Downloading artifacts: 100%|██████████| 5/5 [00:00<00:00, 21.29it/s]


🏃 View run nosy-deer-873 at: http://127.0.0.1:5000/#/experiments/901281849889807915/runs/f16bad68d93f4deaa4de930a27155319
🧪 View experiment at: http://127.0.0.1:5000/#/experiments/901281849889807915


Downloading artifacts: 100%|██████████| 5/5 [00:00<00:00, 34.52it/s]


🏃 View run useful-penguin-307 at: http://127.0.0.1:5000/#/experiments/901281849889807915/runs/b49a911b1b0041e4af36ce1387868777
🧪 View experiment at: http://127.0.0.1:5000/#/experiments/901281849889807915


Downloading artifacts: 100%|██████████| 5/5 [00:00<00:00, 23.77it/s]


🏃 View run dazzling-mink-49 at: http://127.0.0.1:5000/#/experiments/901281849889807915/runs/0f31f1a404524760af28acdae8196124
🧪 View experiment at: http://127.0.0.1:5000/#/experiments/901281849889807915


Downloading artifacts: 100%|██████████| 5/5 [00:00<00:00, 41.53it/s]
Successfully registered model 'nyc-taxi-random-forest-regressor'.
2025/05/06 15:03:16 INFO mlflow.store.model_registry.abstract_store: Waiting up to 300 seconds for model version to finish creation.

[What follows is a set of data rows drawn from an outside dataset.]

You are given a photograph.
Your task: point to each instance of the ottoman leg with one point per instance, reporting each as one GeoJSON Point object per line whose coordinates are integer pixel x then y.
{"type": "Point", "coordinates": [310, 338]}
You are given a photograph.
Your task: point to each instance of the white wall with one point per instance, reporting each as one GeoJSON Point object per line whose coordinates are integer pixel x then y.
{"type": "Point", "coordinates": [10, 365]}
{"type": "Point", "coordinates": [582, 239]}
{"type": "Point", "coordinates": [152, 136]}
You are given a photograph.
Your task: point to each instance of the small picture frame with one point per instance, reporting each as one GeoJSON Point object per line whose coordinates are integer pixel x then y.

Model name: nyc-taxi-random-forest-regressor, version 1


🏃 View run serious-bee-310 at: http://127.0.0.1:5000/#/experiments/901281849889807915/runs/19e271dea736483f9acd2400fd948ddd
🧪 View experiment at: http://127.0.0.1:5000/#/experiments/901281849889807915
Registered model with run_id: 0836093038934cae81734d5355112439
Best test RMSE: 30.7931798953214


Created version '1' of model 'nyc-taxi-random-forest-regressor'.